The principles of the Bologna Process have helped countries re-think their higher education systems. These principles require proper implementation, adequate funding, and support for staff, institutions and students. We must stand by these ongoing principles if we consider education to be the key tool for real sustainable recovery.

In the context of the sustainability of higher education systems, she also referred to the danger of precarious employment of staff and spoke about the need to uphold the rights of academic staff as guaranteed by the 1997 UNESCO Recommendation on Higher Education Teaching Personnel, in particular with reference to academic freedom.

Monique Fouilhoux also reminded the Ministers of the work done by EI and the European Students’ Union on mobility of academic staff and students. She challenged Ministers to stand by their commitment to this key pillar of the Bologna Process and to agree to reach the target that, by 2020, 20 percent of those graduating in the European Higher Education Area should have had a study or training period abroad.

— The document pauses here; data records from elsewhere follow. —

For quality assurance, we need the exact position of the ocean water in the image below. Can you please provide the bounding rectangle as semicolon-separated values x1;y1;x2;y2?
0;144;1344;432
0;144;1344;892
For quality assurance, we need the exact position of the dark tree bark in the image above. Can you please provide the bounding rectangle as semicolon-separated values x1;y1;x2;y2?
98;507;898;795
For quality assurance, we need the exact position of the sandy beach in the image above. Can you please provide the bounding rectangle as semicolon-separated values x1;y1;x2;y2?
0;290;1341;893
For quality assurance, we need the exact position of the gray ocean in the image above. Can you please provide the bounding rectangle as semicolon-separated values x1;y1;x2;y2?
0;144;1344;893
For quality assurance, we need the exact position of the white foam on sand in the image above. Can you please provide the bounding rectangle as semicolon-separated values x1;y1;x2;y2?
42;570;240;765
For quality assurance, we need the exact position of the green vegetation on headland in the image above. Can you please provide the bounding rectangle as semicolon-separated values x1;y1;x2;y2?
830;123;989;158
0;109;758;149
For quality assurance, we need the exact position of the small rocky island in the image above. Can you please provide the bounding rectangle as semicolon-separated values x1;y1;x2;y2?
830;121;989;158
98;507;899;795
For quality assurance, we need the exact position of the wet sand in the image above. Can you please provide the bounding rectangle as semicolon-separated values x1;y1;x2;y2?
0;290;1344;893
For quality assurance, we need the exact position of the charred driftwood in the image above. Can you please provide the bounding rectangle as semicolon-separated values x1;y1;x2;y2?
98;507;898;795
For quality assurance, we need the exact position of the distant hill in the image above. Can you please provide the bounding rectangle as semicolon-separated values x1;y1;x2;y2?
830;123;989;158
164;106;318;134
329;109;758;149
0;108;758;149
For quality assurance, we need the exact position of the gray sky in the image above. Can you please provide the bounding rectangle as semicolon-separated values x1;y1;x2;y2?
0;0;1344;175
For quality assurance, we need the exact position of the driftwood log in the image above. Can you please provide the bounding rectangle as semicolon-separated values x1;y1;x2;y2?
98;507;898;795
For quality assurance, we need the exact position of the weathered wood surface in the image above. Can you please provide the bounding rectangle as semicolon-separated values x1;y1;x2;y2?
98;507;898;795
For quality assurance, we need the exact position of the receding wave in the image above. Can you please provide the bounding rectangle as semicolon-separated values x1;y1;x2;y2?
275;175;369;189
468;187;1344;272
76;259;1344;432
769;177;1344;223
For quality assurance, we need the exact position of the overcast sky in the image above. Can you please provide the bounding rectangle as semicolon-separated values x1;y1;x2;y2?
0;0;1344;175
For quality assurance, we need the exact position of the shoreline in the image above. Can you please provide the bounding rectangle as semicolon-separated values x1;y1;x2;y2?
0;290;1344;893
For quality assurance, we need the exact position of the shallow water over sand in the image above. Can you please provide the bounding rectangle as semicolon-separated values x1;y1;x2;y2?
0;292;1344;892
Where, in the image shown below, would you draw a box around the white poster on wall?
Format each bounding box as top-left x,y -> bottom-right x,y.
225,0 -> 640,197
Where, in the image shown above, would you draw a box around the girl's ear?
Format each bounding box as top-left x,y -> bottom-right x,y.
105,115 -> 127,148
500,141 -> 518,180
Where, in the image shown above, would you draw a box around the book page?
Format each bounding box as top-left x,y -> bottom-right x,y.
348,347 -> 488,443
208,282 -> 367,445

The 46 ministers responsible for higher education in the European Higher Education Area concluded the meeting by adopting a Communiqué entitled The Bologna Process 2020 – the European Higher Education Area in the New Decade. In their Communiqué Ministers identify the following priorities for higher education in the next decade – the social dimension, lifelong learning, employability, the teaching mission of higher education and student-centred learning, research and innovation, international openness and mobility, adopting the 20 percent mobility target and calling for increased staff mobility.

In their Communiqué, Ministers also refer to the need for proper data collection to help monitor the implementation of Bologna objectives and the use of multidimensional transparency tools for providing information about higher education institutions. Ministers also confirm that public funding remains the main priority to guarantee further sustainable development of higher education.

At the end of their meeting, Ministers also held a discussion with representatives from 16 non-European governments at the first Bologna Policy Forum. The purpose of this forum was to start a dialogue on how worldwide cooperation in higher education can be enhanced and on how Bologna countries can develop closer links with higher education systems around the world.

Following this Ministerial meeting, EI will continue its work on the Bologna Process, with an ongoing focus on mobility together with the European Students’ Union and the European University Association. EI will work to produce an analysis of academics’ experience of the implementation of the Bologna Process to be presented at the Bologna Anniversary Conference to be held in Budapest and Vienna in March 2010.